The Rule is designed to enhance investor protections while preserving retail investor access and choice in: (1) the type of professional with whom they work, (2) the services they receive, and (3) how they pay for these services. In order to satisfy the new best interest standard of care, a broker-dealer who makes recommendations to a retail customer must fulfill four obligations: 1) a “disclosure obligation”; 2) a “duty of care” obligation; 3) a “conflicts of interest” obligation; and, 4) a “compliance obligation.” The duty of care obligation requires a broker-dealer to exercise reasonable “diligence, care and skill” when making investment recommendations. This obligation is similar to FINRA’s suitability rules. In order to satisfy the best interest obligation, a broker-dealer must understand and communicate the “risk, rewards and costs of any recommendation;” have a reasonable basis to believe that the recommendation is in the best interest of the customer; and refrain from making “excessive” recommendations, given the customer’s investment profile.
Regardless of whether a retail investor chooses a broker-dealer or an investment adviser, the retail investor will be entitled to a recommendation (if (s)he chooses a broker-dealer) or advice (if (s)he uses an investment adviser) that is in the retail investor’s best interest and that does not place the interests of the firm or the financial professional ahead of the retail investor’s interests. Nonetheless, the Rule’s perceived uncertainty is cause for division. The SEC claims the Rule is designed to enhance the quality and transparency of retail investors’ relationships with broker-dealers and advisors.

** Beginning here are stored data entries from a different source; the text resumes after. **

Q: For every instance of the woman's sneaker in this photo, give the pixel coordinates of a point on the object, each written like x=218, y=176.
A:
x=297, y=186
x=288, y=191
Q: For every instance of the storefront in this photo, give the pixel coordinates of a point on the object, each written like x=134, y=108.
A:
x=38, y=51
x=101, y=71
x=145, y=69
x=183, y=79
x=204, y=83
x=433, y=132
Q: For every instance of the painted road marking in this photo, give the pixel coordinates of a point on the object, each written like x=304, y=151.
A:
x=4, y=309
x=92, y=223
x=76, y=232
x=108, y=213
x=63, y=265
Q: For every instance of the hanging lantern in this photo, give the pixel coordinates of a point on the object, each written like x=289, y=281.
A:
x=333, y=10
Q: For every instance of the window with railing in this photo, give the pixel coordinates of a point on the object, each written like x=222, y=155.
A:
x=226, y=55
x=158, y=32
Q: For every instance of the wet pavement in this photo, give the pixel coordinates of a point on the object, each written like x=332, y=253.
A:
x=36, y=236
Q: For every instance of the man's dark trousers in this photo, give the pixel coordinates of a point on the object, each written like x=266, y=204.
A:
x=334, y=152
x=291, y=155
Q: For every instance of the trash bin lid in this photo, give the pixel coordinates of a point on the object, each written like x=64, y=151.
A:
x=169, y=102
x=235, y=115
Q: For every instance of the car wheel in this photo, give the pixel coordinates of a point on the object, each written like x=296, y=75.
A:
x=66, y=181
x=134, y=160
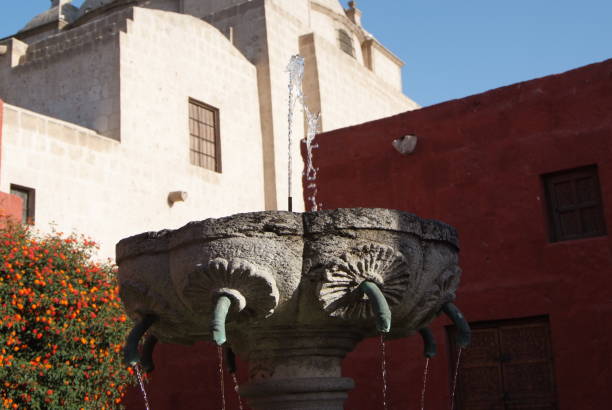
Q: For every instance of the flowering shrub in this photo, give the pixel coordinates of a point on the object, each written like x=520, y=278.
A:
x=61, y=324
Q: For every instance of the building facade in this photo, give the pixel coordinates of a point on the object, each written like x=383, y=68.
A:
x=114, y=110
x=524, y=173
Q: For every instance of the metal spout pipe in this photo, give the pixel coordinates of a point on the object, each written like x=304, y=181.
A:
x=217, y=325
x=131, y=357
x=379, y=304
x=464, y=333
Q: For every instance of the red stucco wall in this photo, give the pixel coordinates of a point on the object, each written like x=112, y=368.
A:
x=477, y=166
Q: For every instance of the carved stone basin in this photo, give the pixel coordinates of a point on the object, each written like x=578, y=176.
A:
x=295, y=283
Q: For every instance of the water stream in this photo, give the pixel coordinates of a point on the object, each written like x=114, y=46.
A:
x=424, y=384
x=452, y=404
x=141, y=383
x=236, y=390
x=220, y=356
x=296, y=94
x=383, y=369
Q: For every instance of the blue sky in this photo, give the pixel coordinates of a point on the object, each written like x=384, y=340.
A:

Proponents say the Rule will elevate the standard for what is considered an investor’s best interest, specifically, that broker-dealers will need to make substantial changes to enhance investor protection. Opponents argue the Rule is too vague and retains a muddled standard that will not change any practices in the brokerage industry.

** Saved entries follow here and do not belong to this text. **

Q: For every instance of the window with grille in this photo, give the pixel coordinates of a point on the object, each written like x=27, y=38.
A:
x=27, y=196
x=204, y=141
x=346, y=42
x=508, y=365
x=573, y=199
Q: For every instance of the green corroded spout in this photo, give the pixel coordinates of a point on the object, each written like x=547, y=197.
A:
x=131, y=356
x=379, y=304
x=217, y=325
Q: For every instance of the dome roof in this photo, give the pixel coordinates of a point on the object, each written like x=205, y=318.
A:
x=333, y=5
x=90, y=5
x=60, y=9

Given the current uncertainty, the question becomes: will the Rule cause more litigation? Given the near immediate scrutiny, the answer may be in the affirmative. The Plaintiff’s Bar will likely argue that the Rule now provides customers with a higher standard of care than the suitability standard in furtherance of asserting claims against broker-dealers. In any event, the Rule’s lack of clarity will surely stir debate over the next year before its implementation.